As the fern died and sank to the stagnant sea floor, they were incorporated into the sediment over a period of about 800,000 years; the resulting draw-down of carbon dioxide has been speculated to have helped reverse the planet from the "greenhouse Earth" state of the Paleocene-Eocene Thermal Maximum, when the planet was hot enough for turtles and palm trees to prosper at the poles, to the current icehouse Earth known as the Late Cenozoic Ice Age.
[2] This organic matter can also be detected in the form of a gamma radiation spike, that has been noted throughout the Arctic basin, making the event a useful aid in lining up cores drilled at different locations.

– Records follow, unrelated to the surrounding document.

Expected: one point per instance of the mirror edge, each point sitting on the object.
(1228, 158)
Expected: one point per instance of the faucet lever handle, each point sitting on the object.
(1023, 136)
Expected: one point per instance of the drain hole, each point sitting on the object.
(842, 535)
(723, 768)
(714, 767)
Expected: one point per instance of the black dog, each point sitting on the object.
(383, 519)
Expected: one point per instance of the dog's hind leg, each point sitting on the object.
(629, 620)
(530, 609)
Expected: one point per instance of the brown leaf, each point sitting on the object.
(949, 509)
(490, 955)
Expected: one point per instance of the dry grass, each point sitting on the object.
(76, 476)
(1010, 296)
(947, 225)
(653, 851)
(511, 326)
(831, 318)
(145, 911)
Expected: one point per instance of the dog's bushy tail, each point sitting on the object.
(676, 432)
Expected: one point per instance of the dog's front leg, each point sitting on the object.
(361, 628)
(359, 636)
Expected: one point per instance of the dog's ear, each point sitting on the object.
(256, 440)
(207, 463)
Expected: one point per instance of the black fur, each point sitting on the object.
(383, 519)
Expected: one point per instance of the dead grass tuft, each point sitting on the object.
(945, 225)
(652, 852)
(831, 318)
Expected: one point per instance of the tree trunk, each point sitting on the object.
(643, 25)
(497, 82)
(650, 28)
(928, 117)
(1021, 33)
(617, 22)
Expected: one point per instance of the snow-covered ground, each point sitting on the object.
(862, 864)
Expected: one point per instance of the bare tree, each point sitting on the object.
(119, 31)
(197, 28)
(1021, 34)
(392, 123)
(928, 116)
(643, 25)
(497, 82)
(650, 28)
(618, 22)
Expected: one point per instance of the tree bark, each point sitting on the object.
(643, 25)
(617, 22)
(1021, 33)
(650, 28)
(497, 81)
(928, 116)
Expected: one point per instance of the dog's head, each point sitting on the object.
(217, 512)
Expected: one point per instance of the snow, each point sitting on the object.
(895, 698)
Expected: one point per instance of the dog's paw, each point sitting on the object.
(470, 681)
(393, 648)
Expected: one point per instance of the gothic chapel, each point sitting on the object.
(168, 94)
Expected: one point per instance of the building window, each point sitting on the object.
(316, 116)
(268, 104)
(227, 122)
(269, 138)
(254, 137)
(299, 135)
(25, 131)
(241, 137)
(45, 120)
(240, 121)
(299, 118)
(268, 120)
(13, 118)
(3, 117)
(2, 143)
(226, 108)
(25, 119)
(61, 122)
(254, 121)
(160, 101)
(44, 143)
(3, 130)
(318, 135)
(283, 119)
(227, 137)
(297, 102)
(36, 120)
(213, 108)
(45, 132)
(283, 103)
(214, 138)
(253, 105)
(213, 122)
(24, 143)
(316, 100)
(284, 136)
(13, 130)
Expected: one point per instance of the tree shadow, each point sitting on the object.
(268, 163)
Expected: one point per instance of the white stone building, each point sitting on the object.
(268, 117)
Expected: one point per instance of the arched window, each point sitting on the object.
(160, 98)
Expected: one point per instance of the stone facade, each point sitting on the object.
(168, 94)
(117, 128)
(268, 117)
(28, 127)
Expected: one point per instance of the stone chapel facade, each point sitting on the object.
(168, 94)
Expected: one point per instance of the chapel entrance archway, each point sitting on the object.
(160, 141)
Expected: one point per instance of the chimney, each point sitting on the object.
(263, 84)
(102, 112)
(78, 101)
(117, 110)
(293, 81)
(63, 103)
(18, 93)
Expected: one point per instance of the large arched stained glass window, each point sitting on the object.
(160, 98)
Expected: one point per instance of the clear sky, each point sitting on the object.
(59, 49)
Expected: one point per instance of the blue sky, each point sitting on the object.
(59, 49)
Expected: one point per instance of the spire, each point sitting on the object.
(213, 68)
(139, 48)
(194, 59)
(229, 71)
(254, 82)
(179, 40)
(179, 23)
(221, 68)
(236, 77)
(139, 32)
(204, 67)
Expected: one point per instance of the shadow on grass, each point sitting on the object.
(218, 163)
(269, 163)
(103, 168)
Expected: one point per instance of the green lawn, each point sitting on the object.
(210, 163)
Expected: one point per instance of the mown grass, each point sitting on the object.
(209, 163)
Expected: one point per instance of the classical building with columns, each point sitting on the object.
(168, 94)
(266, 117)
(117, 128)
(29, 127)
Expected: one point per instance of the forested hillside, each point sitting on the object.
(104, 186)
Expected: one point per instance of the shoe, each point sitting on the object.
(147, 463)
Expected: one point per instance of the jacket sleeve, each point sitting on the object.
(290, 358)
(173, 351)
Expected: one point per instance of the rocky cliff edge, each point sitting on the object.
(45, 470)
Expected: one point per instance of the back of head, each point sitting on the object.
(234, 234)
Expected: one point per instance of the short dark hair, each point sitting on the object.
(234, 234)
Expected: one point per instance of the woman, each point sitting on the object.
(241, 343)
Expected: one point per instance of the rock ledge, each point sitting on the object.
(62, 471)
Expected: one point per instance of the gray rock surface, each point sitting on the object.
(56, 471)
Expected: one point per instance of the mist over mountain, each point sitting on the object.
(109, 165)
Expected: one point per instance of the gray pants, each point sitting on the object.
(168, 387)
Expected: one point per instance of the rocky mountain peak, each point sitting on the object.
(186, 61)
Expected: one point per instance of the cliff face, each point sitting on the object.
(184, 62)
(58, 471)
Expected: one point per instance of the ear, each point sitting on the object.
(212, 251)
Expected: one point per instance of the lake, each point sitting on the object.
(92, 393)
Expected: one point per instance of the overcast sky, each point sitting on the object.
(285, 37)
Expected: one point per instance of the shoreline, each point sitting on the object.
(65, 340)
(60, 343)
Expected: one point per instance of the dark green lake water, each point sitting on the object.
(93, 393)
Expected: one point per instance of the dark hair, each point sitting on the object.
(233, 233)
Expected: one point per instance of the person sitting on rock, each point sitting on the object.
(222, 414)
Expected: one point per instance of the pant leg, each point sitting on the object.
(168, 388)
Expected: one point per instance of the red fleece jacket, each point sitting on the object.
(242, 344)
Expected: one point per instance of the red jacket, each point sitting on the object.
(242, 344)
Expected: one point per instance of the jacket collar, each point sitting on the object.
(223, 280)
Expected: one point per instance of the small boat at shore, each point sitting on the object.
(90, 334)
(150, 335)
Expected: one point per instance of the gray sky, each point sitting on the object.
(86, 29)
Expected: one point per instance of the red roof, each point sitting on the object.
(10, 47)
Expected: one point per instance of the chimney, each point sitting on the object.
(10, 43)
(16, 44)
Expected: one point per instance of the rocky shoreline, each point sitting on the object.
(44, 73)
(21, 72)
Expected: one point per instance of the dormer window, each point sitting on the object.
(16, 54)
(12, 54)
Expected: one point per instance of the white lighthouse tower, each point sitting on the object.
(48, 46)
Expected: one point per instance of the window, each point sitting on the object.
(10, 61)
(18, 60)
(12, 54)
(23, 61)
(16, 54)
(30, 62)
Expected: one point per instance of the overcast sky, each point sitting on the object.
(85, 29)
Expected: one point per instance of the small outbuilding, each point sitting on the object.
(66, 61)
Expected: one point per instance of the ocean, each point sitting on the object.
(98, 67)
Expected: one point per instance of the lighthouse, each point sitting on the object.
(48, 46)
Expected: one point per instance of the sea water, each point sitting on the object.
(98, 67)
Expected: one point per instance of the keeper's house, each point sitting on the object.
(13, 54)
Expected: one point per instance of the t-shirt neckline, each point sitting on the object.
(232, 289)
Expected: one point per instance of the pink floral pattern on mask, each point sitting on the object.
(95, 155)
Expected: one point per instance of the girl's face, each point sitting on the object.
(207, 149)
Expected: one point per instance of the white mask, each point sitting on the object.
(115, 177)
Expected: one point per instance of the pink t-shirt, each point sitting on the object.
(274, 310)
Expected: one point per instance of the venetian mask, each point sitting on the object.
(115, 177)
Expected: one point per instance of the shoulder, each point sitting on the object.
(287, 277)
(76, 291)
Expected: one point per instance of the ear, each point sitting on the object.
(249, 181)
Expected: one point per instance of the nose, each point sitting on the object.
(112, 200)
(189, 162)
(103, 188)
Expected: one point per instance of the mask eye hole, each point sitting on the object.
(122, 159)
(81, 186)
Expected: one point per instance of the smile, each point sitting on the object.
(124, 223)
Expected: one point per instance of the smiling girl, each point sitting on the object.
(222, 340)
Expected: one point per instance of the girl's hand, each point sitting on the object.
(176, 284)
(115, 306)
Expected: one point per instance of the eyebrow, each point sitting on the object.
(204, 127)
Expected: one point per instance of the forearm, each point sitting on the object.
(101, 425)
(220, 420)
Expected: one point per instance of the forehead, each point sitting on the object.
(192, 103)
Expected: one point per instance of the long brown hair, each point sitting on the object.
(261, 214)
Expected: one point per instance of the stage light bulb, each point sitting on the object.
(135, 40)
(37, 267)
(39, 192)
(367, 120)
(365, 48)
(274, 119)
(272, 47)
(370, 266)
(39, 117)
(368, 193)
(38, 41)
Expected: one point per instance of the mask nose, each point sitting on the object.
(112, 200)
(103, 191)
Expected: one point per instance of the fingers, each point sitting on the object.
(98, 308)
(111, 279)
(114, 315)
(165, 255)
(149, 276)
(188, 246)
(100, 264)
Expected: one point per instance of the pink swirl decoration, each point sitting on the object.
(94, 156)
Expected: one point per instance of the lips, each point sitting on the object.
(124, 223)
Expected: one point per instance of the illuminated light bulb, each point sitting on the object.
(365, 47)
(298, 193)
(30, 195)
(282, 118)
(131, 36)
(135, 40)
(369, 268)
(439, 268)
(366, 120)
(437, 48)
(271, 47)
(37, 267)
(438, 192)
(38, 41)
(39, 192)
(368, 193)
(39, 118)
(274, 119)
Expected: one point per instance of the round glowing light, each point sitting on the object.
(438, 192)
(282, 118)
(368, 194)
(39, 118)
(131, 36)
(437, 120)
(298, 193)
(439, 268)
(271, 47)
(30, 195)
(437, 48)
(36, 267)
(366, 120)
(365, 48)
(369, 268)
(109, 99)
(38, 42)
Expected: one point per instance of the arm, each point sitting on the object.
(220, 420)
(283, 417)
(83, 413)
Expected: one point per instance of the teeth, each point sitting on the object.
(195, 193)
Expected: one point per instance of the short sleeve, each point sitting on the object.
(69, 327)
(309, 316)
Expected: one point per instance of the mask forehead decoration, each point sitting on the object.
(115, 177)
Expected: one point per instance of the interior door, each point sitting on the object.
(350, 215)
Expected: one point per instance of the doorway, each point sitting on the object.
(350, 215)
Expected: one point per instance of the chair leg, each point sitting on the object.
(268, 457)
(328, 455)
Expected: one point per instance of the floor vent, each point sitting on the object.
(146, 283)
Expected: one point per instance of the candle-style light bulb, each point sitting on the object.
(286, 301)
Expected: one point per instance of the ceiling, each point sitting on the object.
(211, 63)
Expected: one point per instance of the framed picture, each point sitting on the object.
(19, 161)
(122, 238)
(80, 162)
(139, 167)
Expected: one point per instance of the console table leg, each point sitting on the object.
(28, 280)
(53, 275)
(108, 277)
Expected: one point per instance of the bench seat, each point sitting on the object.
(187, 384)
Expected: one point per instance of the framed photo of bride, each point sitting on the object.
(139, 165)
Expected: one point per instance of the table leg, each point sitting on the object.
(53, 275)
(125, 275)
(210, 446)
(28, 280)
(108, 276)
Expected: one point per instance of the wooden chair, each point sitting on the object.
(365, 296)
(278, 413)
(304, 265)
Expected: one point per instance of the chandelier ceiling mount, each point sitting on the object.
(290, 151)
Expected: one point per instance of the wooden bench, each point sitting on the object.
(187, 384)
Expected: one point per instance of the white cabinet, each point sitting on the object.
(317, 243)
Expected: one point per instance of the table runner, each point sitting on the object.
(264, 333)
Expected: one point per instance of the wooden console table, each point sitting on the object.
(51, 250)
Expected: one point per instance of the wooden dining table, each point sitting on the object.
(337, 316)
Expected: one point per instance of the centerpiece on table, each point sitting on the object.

The plant can grow at great speed in favourable conditions – modest warmth and 20 hours of sunlight, both of which were in evidence at the poles during the early Eocene – and can double its biomass over two to three days in such a climate.
[3] Blooms alone are not enough to have any geological impact; to permanently draw down CO2 and cause climate change, the carbon must be sequestered by the plants being buried and the remains rendered inaccessible to decomposing organisms.
With 800,000 years of Azolla bloom episodes and a 4,000,000 km2 (1,500,000 sq mi) basin to cover, even by very conservative estimates more than enough carbon could be sequestered by plant burial to account for the observed 80% drop in CO2 by this one phenomenon alone.
This drop initiated the switch from a greenhouse to the current icehouse Earth; the Arctic cooled from an average sea-surface temperature of 13 °C to today's −9 °C,[1] and the rest of the globe underwent a similar change.